We all are wired differently so if you find you’re always left with no money at the end of the month, it’s definitely worth having a think about what justifications you use to explain your spending –give yourself a few minutes to think about the “why” and perhaps you’ll find a better way to maximise the value you get from your spending decisions.

Justifying saving for tomorrow

Of course, money is ultimately to be spent –it is merely stored ‘value’ that we are redeeming from the past for today, but, just as we all have justifications for our spending, we also justify to ourselves why we are saving at the level we are. Let’s look at those three reason people might give for not saving more today:

1) Are you not saving much because you are telling yourself that today is more important than tomorrow?

Is today really more important than tomorrow? Whilst today is right in front of us, we very quickly become our future selves, and regardless of what you might be hoping, our future self might not have it all figured out. In fact, they are relying on us to set the foundation so they can live their best life, free from debt obligations or the need for endless overtime to make ends meet.

Of course, you don’t want your future self becoming resentful of missed experiences so don’t over-save but equally spare a thought for the person you will soon become and don’t let them down, OK?

2) Do you think you’ll be earning more in the future so you don’t or can’t save as much now?

If you’re in your 20s it’s likely you’re not earning a great amount. By the time you’ve paid your rent, bought a few necessities and made a payment on a student loan or other debt acquired in early adulthood, you might just have a small amount left for fun (if you’re lucky!). It’s tempting to think that you’re just one pay-increase away from being comfortable or that you’ll start saving when you’re a certain age because you’ll have more money in the future.

But the magical thing about the human brain is that we’re always just one step away from where we want to be. Getting started now is a really powerful step to take because once you start you can begin gaining momentum and take the first steps towards your goals. The very fact that you’ve made a start makes it easier to continue. I can highly recommend it for the comfort it brings too –to know that I’ve got savings put aside for my future is a great thought that makes me feel more secure about the future. I know I’m not going to be that guy, who aged 40, who realises he has nothing put away for the future and ends up panicking that he’s never going to be financially free.

Remember this: If you’re in your 20s, getting started is more important than the actual amount you start putting away (if you’re older than yes the amount you need to save does matter a little bit more but getting started remains the most critical move).

3) Do you find yourself thinking what’s the point in saving as we all could get hit by a bus tomorrow?

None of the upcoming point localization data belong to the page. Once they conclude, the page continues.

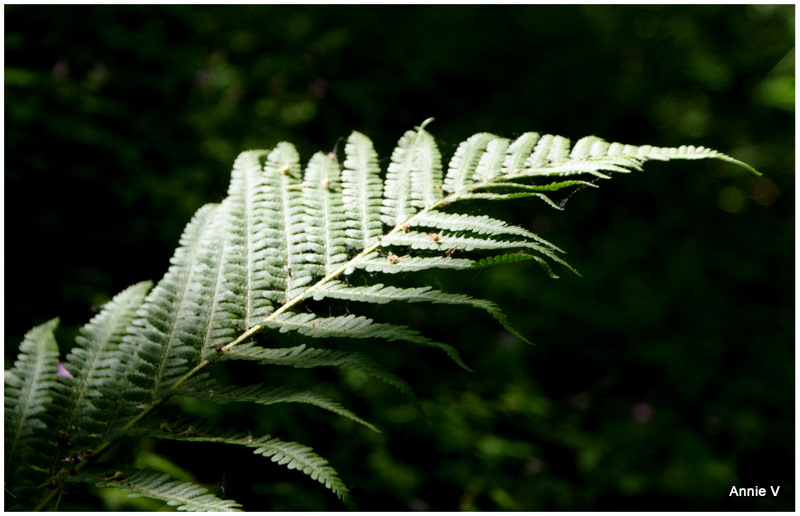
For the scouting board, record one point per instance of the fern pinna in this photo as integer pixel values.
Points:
(248, 267)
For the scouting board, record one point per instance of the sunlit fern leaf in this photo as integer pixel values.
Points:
(325, 218)
(168, 334)
(491, 162)
(403, 264)
(305, 358)
(380, 294)
(30, 412)
(257, 264)
(94, 363)
(465, 161)
(480, 224)
(414, 177)
(362, 192)
(210, 391)
(284, 198)
(185, 496)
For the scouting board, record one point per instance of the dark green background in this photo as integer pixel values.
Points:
(660, 379)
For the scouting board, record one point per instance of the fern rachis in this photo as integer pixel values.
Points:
(250, 266)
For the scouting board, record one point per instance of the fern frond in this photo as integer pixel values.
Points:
(261, 395)
(94, 363)
(354, 327)
(325, 218)
(305, 358)
(465, 161)
(400, 264)
(292, 455)
(30, 386)
(167, 337)
(480, 224)
(491, 162)
(414, 177)
(381, 294)
(185, 496)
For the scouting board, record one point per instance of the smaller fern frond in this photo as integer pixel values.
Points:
(185, 496)
(30, 412)
(360, 327)
(292, 455)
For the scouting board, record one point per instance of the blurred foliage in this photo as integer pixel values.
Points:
(659, 379)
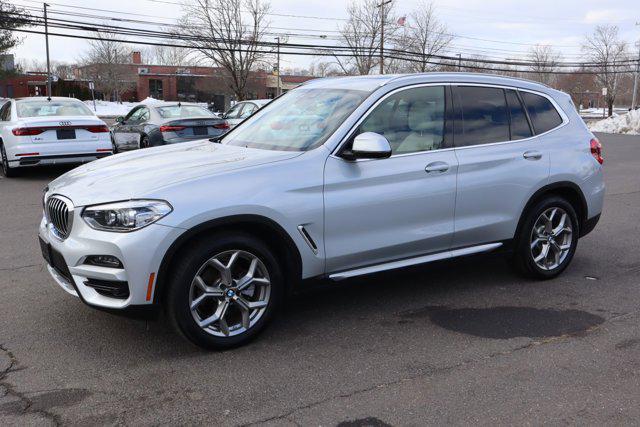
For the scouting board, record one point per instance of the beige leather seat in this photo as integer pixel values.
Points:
(426, 129)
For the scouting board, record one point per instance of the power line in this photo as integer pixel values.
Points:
(76, 25)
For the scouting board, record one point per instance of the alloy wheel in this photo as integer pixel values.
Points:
(551, 238)
(230, 293)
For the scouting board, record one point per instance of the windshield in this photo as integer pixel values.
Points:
(300, 120)
(182, 111)
(52, 108)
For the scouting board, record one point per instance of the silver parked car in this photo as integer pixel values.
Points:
(242, 110)
(160, 123)
(338, 178)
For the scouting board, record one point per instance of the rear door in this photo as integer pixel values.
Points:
(500, 163)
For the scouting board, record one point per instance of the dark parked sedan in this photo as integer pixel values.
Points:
(149, 125)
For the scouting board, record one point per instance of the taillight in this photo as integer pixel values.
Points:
(596, 150)
(97, 129)
(27, 131)
(171, 128)
(223, 125)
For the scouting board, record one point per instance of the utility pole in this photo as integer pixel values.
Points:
(279, 88)
(382, 19)
(46, 38)
(635, 80)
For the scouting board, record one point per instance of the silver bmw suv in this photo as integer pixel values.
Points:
(338, 178)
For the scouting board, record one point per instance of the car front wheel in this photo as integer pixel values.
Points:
(224, 290)
(548, 239)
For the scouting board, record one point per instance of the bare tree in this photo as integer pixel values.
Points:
(11, 18)
(605, 48)
(544, 61)
(105, 64)
(169, 55)
(427, 36)
(361, 36)
(321, 68)
(228, 33)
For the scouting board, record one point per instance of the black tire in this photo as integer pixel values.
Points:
(7, 171)
(523, 257)
(177, 299)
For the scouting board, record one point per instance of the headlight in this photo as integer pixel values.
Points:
(125, 216)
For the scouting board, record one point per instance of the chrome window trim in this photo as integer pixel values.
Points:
(349, 134)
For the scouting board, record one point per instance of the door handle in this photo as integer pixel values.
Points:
(437, 167)
(532, 155)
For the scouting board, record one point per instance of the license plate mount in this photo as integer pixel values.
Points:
(66, 133)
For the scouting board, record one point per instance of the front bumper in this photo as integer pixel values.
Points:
(140, 253)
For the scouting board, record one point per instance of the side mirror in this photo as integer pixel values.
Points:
(369, 145)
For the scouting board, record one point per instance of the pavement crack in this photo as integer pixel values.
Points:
(425, 373)
(432, 371)
(10, 390)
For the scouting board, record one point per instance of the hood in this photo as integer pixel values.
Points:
(139, 173)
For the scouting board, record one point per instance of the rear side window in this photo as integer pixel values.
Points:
(482, 116)
(519, 124)
(543, 114)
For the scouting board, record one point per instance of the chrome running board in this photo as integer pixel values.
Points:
(413, 261)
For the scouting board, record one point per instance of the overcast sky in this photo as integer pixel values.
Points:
(508, 27)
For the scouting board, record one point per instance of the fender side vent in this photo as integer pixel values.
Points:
(307, 238)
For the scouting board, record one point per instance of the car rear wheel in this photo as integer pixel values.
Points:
(7, 170)
(548, 239)
(223, 290)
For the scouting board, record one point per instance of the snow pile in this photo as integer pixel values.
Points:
(628, 124)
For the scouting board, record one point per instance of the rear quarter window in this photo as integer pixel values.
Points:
(542, 113)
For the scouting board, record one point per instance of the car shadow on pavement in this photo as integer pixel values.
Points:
(380, 297)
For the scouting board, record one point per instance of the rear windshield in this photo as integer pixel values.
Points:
(52, 108)
(184, 111)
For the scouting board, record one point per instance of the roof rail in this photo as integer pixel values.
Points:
(399, 77)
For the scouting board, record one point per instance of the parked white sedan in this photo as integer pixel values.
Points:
(39, 131)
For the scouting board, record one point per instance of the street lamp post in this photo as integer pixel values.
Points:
(382, 19)
(635, 79)
(46, 38)
(279, 88)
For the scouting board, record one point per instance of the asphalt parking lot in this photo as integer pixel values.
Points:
(464, 342)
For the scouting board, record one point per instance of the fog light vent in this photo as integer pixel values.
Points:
(103, 261)
(109, 288)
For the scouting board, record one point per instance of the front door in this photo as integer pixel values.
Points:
(400, 207)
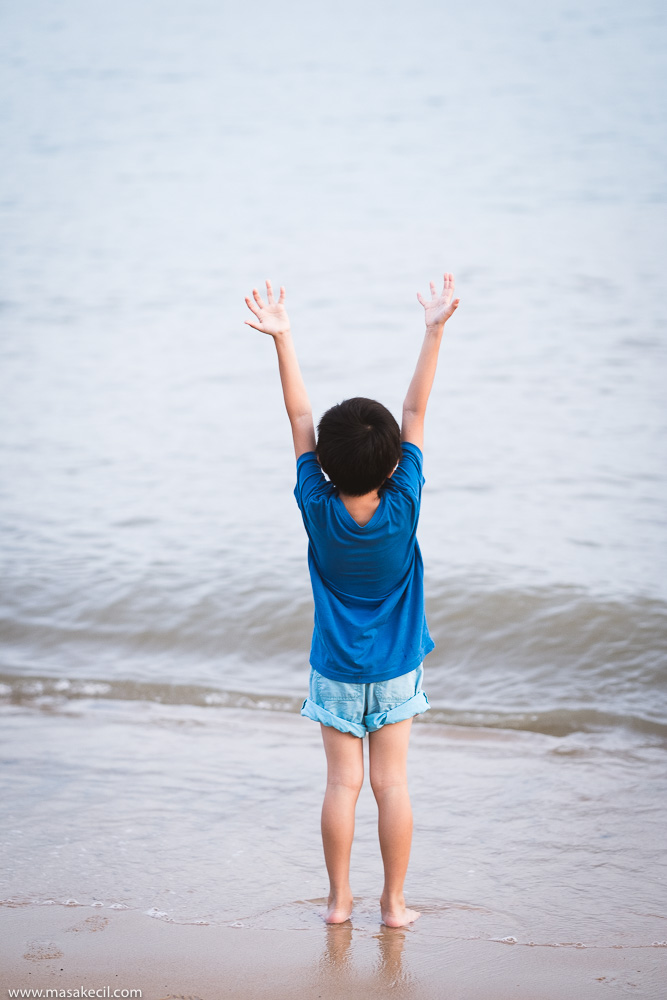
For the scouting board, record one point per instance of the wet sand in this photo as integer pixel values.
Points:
(67, 948)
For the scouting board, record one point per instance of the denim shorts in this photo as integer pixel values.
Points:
(364, 708)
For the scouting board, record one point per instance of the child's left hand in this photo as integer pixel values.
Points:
(272, 317)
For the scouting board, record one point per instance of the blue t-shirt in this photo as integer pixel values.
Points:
(368, 582)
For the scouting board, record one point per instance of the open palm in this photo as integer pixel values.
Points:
(440, 307)
(271, 316)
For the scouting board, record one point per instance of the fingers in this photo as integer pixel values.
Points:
(251, 306)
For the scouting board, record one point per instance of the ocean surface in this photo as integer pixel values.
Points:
(158, 160)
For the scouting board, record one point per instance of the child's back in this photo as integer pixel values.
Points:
(370, 634)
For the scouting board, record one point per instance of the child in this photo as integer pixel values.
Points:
(370, 635)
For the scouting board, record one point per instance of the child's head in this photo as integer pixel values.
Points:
(358, 445)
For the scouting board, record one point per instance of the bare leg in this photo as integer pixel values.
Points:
(388, 769)
(345, 775)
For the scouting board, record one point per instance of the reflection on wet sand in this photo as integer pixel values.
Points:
(338, 956)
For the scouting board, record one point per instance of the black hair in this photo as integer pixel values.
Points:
(358, 445)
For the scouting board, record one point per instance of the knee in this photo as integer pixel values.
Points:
(384, 781)
(348, 779)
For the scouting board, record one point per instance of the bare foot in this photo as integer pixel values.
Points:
(338, 910)
(397, 914)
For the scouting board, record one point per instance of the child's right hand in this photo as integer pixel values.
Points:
(440, 307)
(271, 316)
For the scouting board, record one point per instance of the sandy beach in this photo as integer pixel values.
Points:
(70, 948)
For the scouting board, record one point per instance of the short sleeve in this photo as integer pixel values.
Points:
(408, 476)
(310, 480)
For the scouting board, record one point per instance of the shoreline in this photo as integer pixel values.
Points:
(69, 948)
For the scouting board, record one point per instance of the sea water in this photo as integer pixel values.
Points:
(158, 161)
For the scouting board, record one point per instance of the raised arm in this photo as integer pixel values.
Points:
(271, 318)
(436, 313)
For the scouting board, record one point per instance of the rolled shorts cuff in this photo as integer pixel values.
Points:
(414, 706)
(312, 711)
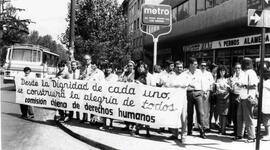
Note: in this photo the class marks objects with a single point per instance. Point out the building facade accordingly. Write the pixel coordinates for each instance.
(212, 30)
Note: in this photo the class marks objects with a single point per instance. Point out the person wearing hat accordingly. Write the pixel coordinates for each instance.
(207, 84)
(247, 95)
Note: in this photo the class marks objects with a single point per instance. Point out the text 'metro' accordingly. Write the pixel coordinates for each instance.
(156, 14)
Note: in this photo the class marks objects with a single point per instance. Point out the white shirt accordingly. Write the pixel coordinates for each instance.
(96, 75)
(266, 97)
(75, 75)
(111, 78)
(194, 80)
(165, 77)
(236, 81)
(249, 78)
(207, 80)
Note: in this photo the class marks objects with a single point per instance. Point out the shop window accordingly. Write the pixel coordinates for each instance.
(200, 6)
(209, 4)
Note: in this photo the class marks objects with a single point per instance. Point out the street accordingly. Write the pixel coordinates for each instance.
(41, 133)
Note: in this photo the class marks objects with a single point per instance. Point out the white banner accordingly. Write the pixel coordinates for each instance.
(154, 106)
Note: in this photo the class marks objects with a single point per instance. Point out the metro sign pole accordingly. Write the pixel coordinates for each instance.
(159, 15)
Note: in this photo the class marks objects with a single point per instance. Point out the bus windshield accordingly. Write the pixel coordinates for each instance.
(26, 55)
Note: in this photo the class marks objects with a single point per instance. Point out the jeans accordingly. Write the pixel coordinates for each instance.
(195, 98)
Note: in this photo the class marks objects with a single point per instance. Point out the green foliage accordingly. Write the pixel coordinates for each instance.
(100, 30)
(12, 28)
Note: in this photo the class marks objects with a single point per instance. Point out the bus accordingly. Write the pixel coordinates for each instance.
(42, 62)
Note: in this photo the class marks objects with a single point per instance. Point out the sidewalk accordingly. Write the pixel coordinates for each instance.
(118, 139)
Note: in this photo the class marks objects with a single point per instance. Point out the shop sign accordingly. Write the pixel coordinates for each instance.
(241, 41)
(234, 42)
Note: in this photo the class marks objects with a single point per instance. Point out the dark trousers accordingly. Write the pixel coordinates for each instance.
(233, 110)
(26, 109)
(195, 99)
(206, 108)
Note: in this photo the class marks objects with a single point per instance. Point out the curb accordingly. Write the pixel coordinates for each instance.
(83, 138)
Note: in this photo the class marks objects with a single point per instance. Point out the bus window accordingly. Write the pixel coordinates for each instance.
(22, 55)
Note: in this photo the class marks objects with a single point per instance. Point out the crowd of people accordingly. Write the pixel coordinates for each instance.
(219, 100)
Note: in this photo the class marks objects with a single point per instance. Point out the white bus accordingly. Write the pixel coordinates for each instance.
(42, 62)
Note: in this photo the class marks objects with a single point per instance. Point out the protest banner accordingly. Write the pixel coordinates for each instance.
(154, 106)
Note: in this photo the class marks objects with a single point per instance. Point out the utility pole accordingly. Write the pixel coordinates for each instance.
(72, 34)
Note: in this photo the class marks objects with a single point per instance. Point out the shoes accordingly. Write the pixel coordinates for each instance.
(66, 119)
(173, 137)
(250, 140)
(125, 129)
(102, 128)
(203, 135)
(266, 138)
(31, 116)
(24, 117)
(236, 138)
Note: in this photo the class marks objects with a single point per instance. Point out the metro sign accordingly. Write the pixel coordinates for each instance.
(156, 14)
(257, 4)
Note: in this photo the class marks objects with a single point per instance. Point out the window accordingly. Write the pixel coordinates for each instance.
(200, 6)
(209, 3)
(22, 55)
(179, 9)
(174, 14)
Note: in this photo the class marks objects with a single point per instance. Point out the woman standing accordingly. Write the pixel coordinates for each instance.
(222, 95)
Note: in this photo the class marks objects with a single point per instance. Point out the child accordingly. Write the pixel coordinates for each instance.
(27, 111)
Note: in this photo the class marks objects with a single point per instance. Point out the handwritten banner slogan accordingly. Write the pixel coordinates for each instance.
(159, 107)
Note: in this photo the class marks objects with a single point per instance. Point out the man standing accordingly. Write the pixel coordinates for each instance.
(179, 81)
(85, 71)
(207, 85)
(74, 74)
(195, 96)
(179, 68)
(27, 111)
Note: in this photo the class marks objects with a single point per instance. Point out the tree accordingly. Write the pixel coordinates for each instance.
(13, 29)
(100, 31)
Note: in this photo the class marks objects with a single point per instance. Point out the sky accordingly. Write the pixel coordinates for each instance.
(48, 15)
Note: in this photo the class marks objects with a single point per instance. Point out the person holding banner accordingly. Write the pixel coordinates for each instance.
(74, 74)
(266, 105)
(61, 74)
(85, 71)
(195, 96)
(109, 77)
(179, 81)
(96, 75)
(128, 76)
(27, 111)
(141, 77)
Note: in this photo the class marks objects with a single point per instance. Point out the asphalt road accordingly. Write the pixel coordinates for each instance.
(41, 133)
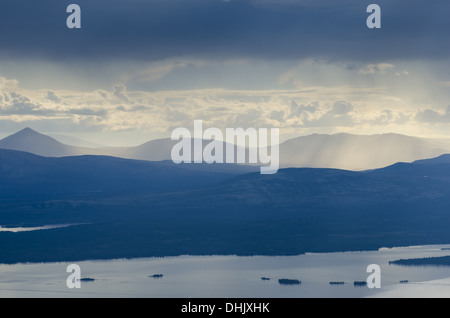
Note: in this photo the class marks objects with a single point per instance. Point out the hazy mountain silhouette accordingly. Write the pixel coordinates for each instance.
(355, 152)
(28, 175)
(339, 151)
(161, 209)
(31, 141)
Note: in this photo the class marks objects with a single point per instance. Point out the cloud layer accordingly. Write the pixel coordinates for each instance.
(216, 29)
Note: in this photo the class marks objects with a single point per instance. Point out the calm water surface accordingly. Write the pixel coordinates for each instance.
(233, 276)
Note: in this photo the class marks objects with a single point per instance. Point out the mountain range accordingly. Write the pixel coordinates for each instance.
(339, 151)
(128, 208)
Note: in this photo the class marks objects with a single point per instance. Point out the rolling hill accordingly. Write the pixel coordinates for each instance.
(339, 151)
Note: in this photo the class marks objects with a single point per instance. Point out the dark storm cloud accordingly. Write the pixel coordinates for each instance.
(138, 29)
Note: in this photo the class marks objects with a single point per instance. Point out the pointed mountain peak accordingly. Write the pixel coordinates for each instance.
(27, 131)
(29, 140)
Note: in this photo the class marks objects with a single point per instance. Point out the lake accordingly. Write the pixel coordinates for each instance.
(233, 276)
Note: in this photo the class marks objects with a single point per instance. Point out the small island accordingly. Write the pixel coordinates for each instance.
(337, 283)
(360, 284)
(285, 281)
(427, 261)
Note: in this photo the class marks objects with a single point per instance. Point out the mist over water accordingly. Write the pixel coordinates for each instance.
(233, 276)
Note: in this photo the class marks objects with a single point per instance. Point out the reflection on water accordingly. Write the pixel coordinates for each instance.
(232, 276)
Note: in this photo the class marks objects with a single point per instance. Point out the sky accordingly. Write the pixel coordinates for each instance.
(138, 69)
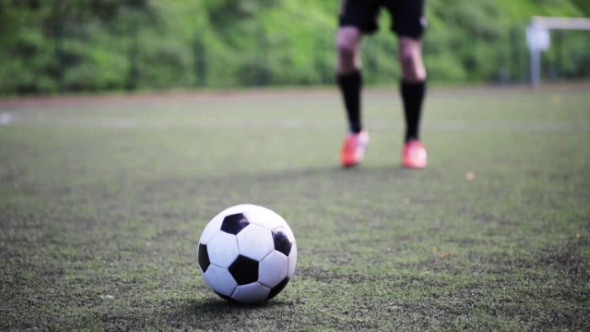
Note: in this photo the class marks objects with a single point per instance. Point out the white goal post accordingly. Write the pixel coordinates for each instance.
(539, 38)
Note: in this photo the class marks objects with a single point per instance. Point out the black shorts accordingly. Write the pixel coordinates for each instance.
(407, 16)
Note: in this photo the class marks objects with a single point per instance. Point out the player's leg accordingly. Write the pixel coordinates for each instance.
(348, 74)
(356, 18)
(409, 24)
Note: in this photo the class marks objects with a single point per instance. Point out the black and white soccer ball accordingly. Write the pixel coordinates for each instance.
(247, 254)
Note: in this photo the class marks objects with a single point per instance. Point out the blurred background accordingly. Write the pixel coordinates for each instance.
(73, 46)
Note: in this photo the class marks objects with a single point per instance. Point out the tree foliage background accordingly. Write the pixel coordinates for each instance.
(53, 46)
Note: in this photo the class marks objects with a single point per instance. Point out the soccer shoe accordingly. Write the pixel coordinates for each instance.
(414, 155)
(353, 149)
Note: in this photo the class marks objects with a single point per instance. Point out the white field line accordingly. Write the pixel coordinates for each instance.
(236, 123)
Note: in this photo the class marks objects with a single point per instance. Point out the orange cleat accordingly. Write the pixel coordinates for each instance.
(353, 149)
(414, 155)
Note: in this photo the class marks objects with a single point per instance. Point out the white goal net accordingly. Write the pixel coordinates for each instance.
(539, 38)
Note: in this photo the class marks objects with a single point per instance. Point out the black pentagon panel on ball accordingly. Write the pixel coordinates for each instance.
(203, 257)
(282, 242)
(234, 223)
(278, 288)
(225, 297)
(244, 270)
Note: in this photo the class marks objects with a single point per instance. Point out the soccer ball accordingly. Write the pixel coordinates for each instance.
(247, 254)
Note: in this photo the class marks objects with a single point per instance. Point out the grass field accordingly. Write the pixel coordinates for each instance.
(103, 200)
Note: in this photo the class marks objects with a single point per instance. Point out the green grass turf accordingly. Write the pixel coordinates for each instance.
(102, 202)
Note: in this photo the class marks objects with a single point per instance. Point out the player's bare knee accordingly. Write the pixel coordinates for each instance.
(410, 57)
(412, 65)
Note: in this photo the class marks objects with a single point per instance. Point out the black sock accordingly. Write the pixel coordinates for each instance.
(351, 86)
(412, 97)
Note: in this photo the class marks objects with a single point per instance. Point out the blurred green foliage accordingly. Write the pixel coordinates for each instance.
(52, 46)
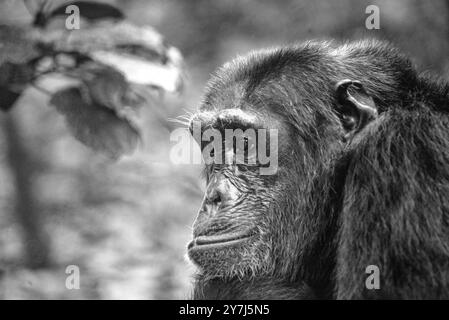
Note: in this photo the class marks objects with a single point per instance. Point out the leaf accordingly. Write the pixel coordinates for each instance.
(139, 71)
(16, 44)
(97, 127)
(107, 87)
(14, 78)
(7, 98)
(139, 52)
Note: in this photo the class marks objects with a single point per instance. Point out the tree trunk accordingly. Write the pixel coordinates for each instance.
(36, 243)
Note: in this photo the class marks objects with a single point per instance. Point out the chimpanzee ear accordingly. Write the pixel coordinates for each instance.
(355, 107)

This is going to be my favourite myth to bust because I can reveal to you that this is very unlikely. If it was likely  then the streets on your way to work this morning would have been covered in blood and guts!

Yes, people die prematurely all the time but you can’t base a financial plan on it! And even the whole premise, that it is wasted money if you’ve saved and then die before you’ve spent it, is flawed.

Is it really that bad to die with money in the bank?

Dying with money in the bank means you’ve left the world with ‘stored value’ that can be harnessed in so many useful ways now that you don’t need it. You could have the money do some powerful good for a charity, or it could simply be used to help your family move on with their lives when you’re gone.

Why I’m Saving

  • I’m saving for a future more important and significant than today but not so much as to make my future self resentful of missed opportunities.
  • I’m saving for a future because getting started is more important than the amount I can afford to put away.
  • I’m saving for a future even if that future has me dead under a bus, as my humble savings will be able to have an powerful impact beyond the grave.

So why are you saving and could you be saving more?